Synopsis: The soft glow of an Andon lamp, whether it is the oil-lit style of bygone days or today’s electric versions, highlights the clean lines and simple beauty of traditional Japanese woodworking. This lamp, by Craig Vandall Stevens, features mitered tenons joining the rails to the legs, and kumiko panels that are made separately and slipped into the lamp’s frame. The techniques involved are not difficult, but precision is required.

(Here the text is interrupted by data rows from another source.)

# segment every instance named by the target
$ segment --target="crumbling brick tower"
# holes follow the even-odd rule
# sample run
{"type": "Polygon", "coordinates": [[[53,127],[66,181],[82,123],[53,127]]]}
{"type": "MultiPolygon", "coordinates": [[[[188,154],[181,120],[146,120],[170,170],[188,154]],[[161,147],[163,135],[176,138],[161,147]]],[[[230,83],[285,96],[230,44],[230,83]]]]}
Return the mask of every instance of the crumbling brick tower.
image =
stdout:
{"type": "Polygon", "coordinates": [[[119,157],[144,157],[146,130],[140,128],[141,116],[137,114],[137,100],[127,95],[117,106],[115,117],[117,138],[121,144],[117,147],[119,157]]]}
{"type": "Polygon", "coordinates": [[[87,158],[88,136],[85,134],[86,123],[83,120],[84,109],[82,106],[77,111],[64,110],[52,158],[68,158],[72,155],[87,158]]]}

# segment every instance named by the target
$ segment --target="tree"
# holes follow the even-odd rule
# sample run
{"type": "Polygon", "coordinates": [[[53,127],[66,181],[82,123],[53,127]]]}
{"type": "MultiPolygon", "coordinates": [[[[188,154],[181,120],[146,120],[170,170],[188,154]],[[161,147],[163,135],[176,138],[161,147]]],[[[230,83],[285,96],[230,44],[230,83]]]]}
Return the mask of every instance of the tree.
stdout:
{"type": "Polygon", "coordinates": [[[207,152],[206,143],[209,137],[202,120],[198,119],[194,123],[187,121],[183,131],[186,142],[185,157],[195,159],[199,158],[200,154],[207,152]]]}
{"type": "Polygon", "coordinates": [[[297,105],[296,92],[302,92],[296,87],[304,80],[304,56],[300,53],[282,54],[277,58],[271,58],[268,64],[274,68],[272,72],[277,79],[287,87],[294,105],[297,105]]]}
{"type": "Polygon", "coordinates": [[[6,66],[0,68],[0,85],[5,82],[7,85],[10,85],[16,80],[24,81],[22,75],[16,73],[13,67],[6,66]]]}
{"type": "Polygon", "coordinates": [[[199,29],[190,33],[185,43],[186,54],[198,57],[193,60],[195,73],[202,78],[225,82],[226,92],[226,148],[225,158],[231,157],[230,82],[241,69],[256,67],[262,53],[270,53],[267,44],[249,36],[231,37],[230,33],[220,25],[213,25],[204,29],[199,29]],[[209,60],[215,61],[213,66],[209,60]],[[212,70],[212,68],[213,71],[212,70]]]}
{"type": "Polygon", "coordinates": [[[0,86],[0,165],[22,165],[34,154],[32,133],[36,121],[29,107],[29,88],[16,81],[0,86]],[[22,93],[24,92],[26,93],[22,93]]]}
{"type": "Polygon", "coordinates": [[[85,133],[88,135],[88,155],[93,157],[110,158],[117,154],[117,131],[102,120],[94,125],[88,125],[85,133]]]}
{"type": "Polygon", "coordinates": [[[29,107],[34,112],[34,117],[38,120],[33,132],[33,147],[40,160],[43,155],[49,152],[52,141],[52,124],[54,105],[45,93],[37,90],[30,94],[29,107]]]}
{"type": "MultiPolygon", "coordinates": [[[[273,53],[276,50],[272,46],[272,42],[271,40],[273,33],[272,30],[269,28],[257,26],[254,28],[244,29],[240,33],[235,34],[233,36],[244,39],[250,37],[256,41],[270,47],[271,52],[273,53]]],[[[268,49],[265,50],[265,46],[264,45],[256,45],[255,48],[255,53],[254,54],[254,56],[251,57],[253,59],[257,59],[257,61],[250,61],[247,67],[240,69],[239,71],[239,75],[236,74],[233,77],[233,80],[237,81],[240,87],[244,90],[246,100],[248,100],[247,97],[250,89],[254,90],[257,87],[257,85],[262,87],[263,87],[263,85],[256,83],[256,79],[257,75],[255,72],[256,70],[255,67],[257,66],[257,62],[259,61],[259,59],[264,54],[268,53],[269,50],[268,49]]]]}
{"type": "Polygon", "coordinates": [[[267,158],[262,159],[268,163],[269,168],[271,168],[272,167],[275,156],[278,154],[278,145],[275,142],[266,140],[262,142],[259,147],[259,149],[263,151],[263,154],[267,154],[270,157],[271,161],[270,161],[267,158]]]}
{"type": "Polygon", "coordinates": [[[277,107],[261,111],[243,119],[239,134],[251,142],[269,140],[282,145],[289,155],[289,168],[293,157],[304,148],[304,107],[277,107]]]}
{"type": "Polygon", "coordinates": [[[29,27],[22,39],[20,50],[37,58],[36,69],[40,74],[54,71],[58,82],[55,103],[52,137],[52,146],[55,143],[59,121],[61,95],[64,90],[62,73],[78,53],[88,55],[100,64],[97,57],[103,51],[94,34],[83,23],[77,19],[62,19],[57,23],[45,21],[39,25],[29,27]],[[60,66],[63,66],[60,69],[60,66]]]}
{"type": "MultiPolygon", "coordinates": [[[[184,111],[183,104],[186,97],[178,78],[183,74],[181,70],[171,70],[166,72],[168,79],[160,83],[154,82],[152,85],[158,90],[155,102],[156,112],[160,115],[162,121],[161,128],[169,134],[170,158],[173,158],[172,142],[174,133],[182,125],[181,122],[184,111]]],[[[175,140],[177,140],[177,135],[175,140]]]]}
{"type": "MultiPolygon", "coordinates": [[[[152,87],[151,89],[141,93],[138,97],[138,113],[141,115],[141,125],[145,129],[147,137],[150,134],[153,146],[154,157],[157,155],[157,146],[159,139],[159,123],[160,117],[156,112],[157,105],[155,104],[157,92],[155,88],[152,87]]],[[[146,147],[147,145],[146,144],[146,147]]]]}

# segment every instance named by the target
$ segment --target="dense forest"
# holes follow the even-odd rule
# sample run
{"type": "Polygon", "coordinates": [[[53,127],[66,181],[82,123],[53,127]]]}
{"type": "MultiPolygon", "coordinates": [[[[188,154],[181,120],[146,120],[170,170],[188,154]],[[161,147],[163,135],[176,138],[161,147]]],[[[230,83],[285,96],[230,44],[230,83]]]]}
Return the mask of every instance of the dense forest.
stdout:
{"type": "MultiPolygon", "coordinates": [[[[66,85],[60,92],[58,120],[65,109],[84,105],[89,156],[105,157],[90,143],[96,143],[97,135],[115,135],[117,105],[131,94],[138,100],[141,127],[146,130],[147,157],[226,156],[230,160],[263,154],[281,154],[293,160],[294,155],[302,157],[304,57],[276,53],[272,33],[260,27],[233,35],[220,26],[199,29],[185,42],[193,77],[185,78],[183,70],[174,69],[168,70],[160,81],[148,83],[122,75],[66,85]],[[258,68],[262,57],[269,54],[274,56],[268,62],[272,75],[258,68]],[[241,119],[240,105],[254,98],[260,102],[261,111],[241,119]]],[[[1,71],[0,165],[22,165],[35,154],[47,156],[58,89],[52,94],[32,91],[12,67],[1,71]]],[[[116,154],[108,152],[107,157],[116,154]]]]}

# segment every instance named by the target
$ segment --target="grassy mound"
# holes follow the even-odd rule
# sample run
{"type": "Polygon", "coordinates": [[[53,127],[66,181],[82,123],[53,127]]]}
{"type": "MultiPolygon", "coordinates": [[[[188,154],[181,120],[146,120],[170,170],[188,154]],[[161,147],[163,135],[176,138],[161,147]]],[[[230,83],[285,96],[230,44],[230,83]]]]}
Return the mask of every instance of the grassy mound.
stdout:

Andon lamps capture the clean lines and simple beauty of traditional Japanese woodworking. The original, oil-lit style is no longer commonly used, but modern Andon designs with electric fixtures are plentiful. Although some traditional Andon lamps had hinged panels and could be opened to shed more direct light, Andons primarily provided accent light and a warm aesthetic statement rather than bright light to read by. I build mine in the same spirit. The size I’ll demonstrate is suitable for a tabletop or floor lamp.
The Andon (pronounced ahn dohn) can be made in various ways, offering a range of design possibilities and levels of woodworking complexity. In this version, the rails of the lamp frame are joined to the legs with mitered tenons. As to the thin strips, or kumiko, that form the lamp’s gridded panels, in many original Andons they were tenoned into the lamp frame’s legs and rails. For this lamp I used a different method, making four separate lap-jointed kumiko panels that are press-fit into the lamp’s frame. You can give your kumiko panels a plain grid pattern—relatively simple or more complex—or add one of the many traditional infill patterns. To see how I make the decorative kumiko pattern for this lamp, see Handwork.
The techniques for the lamp frame and kumiko panels are straightforward, but throughout the process precision is paramount. I start by building a mockup of the lamp frame in poplar, screwing it together. When I have the shape and size right, I make story sticks from the mockup: one the length of a leg, which I mark with the location of the two rails; another the length of a rail (not including tenons). I use the story sticks throughout the milling and joinery process.
In the completed lamp frame, the rails will be inset from the outside faces of the legs. But because it’s easier to cut centered joints than offset ones, I mill the rails and legs to the same dimension, 7⁄8 in. square. Only after cutting centered tenons do I rip the rails to their final width, removing 1⁄16 in. from their outside face.